Coping with the Bung

"I am glad to be here and I am looking forward to my assignment," announced the U.S.'s new Ambassador to Indonesia, Marshall Green, 49, arriving at Djakarta airport.

Spoken like a true diplomat, since Green undoubtedly knew the well-rehearsed sort of welcome he could expect. Act I took place at the Presidential Palace, where he presented his credentials, and consisted of champagne toasts with President Sukarno, together with a cordial lecture from the Bung on how U.S.-Indonesia relations were at their lowest ebb, all because U.S. policies in Viet Nam and Malaysia were "discouraging the Indonesian people in their wish to develop friendship with the United States." Act II, performed as Green drove back to the U.S. embassy, featured 2,000 Communist students and women chanting "Green, go home," and waving posters saying GET OUT OR WE'LL KICK YOU OUT. By way of epilogue, another 1,000 youths stoned the U.S. consulate at Medan, plastering its walls with signs reading GO HOME

YANKEE and GO HOME GREEN.

Tactful Transfer. Still, red-haired Green is a tough, talented envoy who thrives on contrasts and postings where U.S. influence is, to put it mildly, mild. He underwent his apprenticeship as personal secretary to the late, gallant U.S. Ambassador to Japan, Joseph Clark Grew (TIME, June 4, 1965) during the last stormy days before Pearl Harbor. As officer in charge of the U.S. embassy in Seoul in 1961, when General Chung Hee Park unseated the democratically elected President John Chang, Green outspokenly opposed the unconstitutionality of the new government, after which the State Department tactfully transferred him to Hong Kong as consul general.
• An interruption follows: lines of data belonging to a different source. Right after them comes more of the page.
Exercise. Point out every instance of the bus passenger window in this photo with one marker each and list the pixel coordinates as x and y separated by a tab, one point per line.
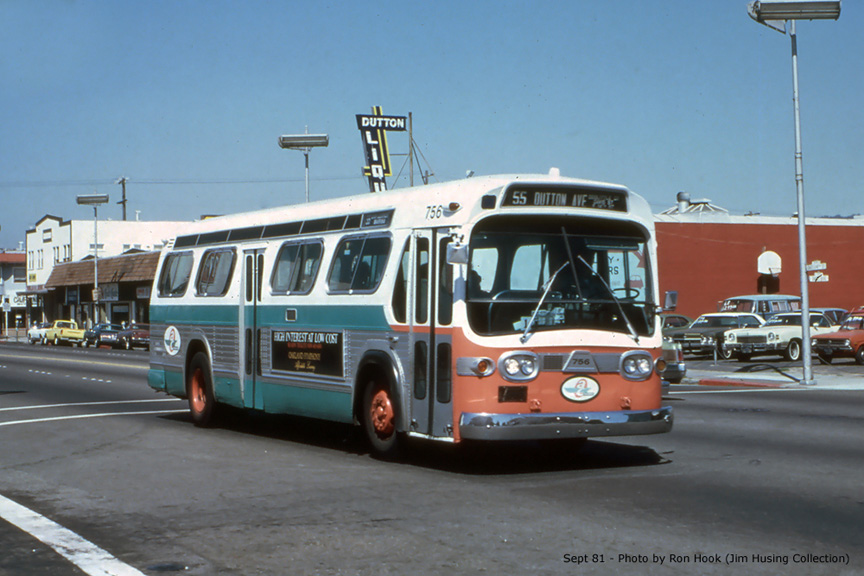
421	300
358	264
175	274
217	266
445	285
284	267
296	267
400	288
In Djakarta, his first ambassadorial assignment, he replaces genial Howard P. Jones, whose seven years of effort to win over Sukarno with tolerant understanding did not deter the Bung from continuing to heap contempt and ridicule on the U.S. Whether a blunter approach will bear fruit is anyone's guess. The U.S. sympathizes with Malaysia, but would like to cling to some friendly ties with Indonesia, however tenuous. Sukarno may be angry at the latest U.S. loan to Malaysia for military equipment, but the Malaysians of late have been equally miffed by the proposed sale of $4,000,000 worth of communications gear by a U.S. company to Indonesia's armed forces.
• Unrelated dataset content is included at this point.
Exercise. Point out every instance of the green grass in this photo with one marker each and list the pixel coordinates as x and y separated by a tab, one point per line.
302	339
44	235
Final Takeover. In any case, Green will be manning a post that is fast becoming an outpost. With the phasing-out of the U.S. AID mission, the USIA and the Peace Corps, the number of Americans on Government business in Indonesia has dropped to about 70.

A few hundred missionaries still operate, mostly in remoter Borneo and West Irian, and there are about 800 employees (and their families) of Stanvac, Caltex and the American rubber companies. But the rubber companies were expropriated in February, and Sukarno is expected to give in to the demands of his own nationalist party, the P.N.I., and the powerful P.K.I., world's third largest Communist Party, for complete takeover of the oil companies, last remaining major American investments in Indonesia, by the end of the year.